Federico sembrava più incline alla tolleranza quando rispondeva a Voltaire: “Non è riservato alle armi di distruggere l'infame (cioè la religione cristiana); essa perirà per mano della verità.”(24 marzo 1767.) Tuttavia Federico prevedeva che l'ultimo colpo alla religione sarebbe stato sferrato da una forza maggiore, e non pareva ostile a questa forza; si nota pure che, se l'occasione fosse stata favorevole, egli avrebbe saputo metterla in atto quando scrive a Voltaire: “La gloria di questa rivoluzione che
si fa negli animi è dovuta senza dubbio a Bayle vostro precursore ed a voi. Ma diciamo la verità: essa non è completa; i devoti hanno il loro partito, e non la si finirà mai se non con una forza maggiore; la
sentenza che distruggerà l'infame deve partire dal governo. Dei ministri illuminati potranno contribuirvi molto, ma bisogna che intervenga la volontà del sovrano. Ciò si farà senza dubbio col tempo, ma né voi né io vedremo questo momento tanto desiderato.” (Lett. 97 anno 1775.)
Non ci si può sbagliare, questo momento tanto desiderato dal re sofista era quello in cui l'empietà, assisa sul trono, avrebbe infine gettato la maschera di tolleranza che necessariamente ancora le copriva il volto. Se il momento tanto desiderato fosse arrivato, Federico, come Giuliano l'apostata avrebbe adoperato la forza maggiore, avrebbe pronunciato la sentenza che avrebbe dovuto distruggere la religione di Gesù Cristo; ai sofismi degli adepti si sarebbe aggiunta la volontà del sovrano, egli avrebbe parlato da padrone ed allora forse, trattati come ribelli alle leggi del sovrano, sotto Federico come sotto Giuliano o sotto Domiziano sarebbe stato necessario scegliere tra l'apostasia, la morte o l'esilio. Certo è ben difficile far concordare questo parlare di forza maggiore e di sentenza di distruzione da parte del governo col seguente giudizio dato da d'Alembert sul re sofista: “Credo che non abbia più scampo, ed è un gran peccato. La filosofia non troverà facilmente un principe come lui,
tollerante per indifferenza, che poi è la vera maniera di essere tollerante, e nemico della superstizione e del fanatismo.” (Lett. 195 an. 1762.)

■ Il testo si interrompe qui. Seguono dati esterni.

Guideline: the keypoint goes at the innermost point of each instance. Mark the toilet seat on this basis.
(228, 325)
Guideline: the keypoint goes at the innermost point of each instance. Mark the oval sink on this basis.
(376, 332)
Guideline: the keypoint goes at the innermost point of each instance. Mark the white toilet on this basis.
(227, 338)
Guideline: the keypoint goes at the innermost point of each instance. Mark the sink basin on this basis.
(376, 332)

Ma perfino per d'Alembert questa maniera di essere tollerante per indifferenza non escludeva affatto le persecuzioni occulte, e non era nemmeno incompatibile col desiderio rabbioso e frenetico, da lui
espresso nelle sue lettere a Voltaire, di veder perire una nazione intera proprio perché ha dato prova del suo attaccamento al cristianesimo; un uomo tollerante per indifferenza non avrebbe scritte queste parole: “A proposito di questo re di Prussia, eccolo che pur galleggia, e io penso ben come voi, in qualità di francese e di essere pensante, che è un gran bene per la Francia e per la filosofia. Codesti austriaci sono dei cappuccini insolenti che ci odiano e ci disprezzano e che vorrei veder annientati insieme alla superstizione che proteggono.” (12 gennaio 1763.)

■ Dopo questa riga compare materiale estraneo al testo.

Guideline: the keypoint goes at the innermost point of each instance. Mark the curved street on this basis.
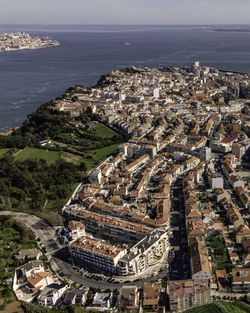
(47, 239)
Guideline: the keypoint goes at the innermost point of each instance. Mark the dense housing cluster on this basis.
(22, 41)
(176, 195)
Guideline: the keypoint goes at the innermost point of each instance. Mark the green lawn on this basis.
(103, 131)
(34, 153)
(14, 236)
(3, 151)
(218, 252)
(99, 155)
(102, 153)
(222, 307)
(47, 155)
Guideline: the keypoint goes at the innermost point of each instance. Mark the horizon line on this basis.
(69, 24)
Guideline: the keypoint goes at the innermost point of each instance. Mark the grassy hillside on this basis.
(222, 307)
(40, 180)
(14, 236)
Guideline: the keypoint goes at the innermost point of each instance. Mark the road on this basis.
(48, 239)
(42, 229)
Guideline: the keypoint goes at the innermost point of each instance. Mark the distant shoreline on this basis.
(30, 48)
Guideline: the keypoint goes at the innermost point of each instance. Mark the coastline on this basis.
(31, 48)
(9, 130)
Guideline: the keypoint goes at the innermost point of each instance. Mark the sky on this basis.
(128, 12)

Non è inutile osservare che codesti austriaci che d'Alembert vorrebbe veder annientati erano proprio gli alleati della Francia, che allora era in guerra col re di Prussia, ed è alle vittorie di quest'ultimo
che egli plaudiva. Questa duplice circostanza sembrerebbe annunziare quanto nel cuore dei congiurati la filosofia prevalesse sull'amor della patria, e sembrerebbe affermare che la tolleranza non avrebbe
impedito loro di tradire sia il loro re sia lo stato, se un tale tradimento avesse procurato loro un nuovo mezzo per distruggere l'infame.

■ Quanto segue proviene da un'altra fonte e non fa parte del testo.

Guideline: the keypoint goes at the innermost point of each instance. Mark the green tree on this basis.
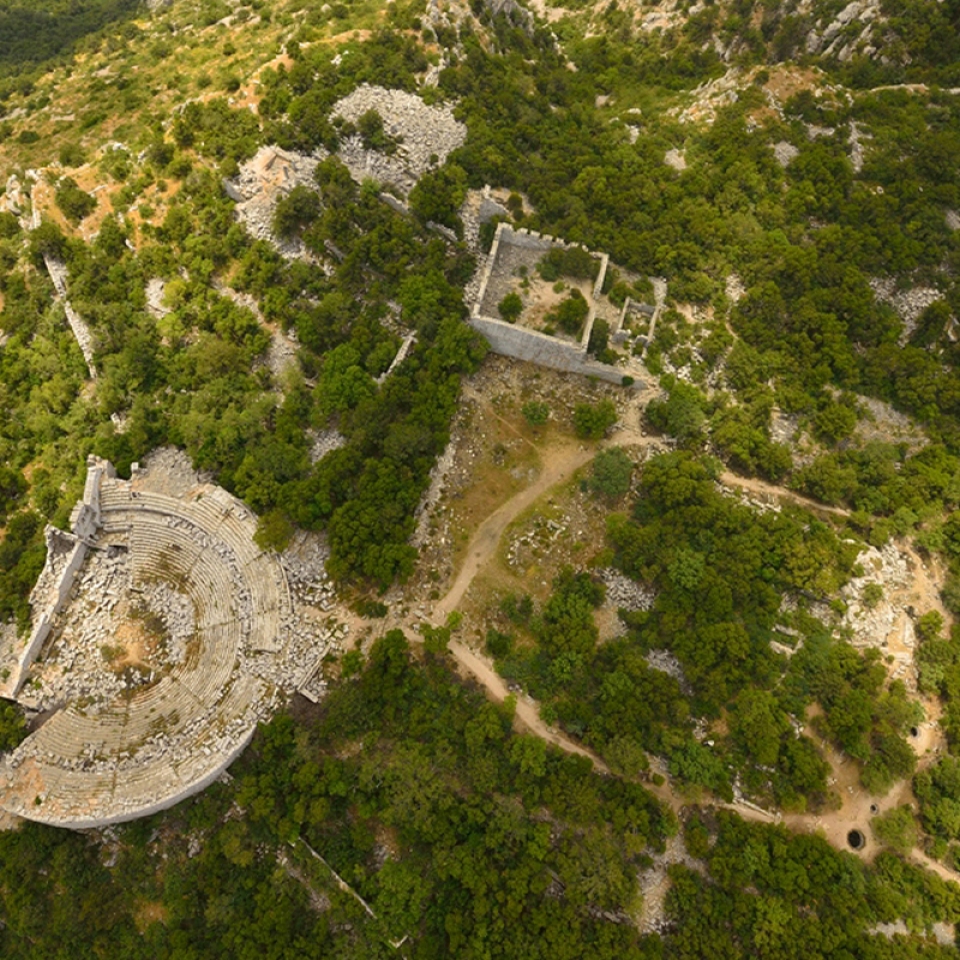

Tuttavia i congiurati si facevano sfuggire tutti questi desideri disumani, quantunque non fossero il vero soggetto della loro corrispondenza e delle loro deliberazioni; costoro preparavano le vie ai sediziosi ed alle anime feroci che avrebbero dovuto eseguire ciò che i sofisti non potevano ancora se non solamente meditare e progettare.
Il momento delle sedizioni e delle atrocità non era ancora giunto. Pur avendo i medesimi desideri, a causa delle circostanze i ruoli non potevano essere gli stessi. Mi resta da svelare il ruolo dei primi capi, e ciò che ciascuno di loro ha fatto, nel proprio zelo per la rivoluzione anticristiana, per preparare il regno dei nuovi adepti.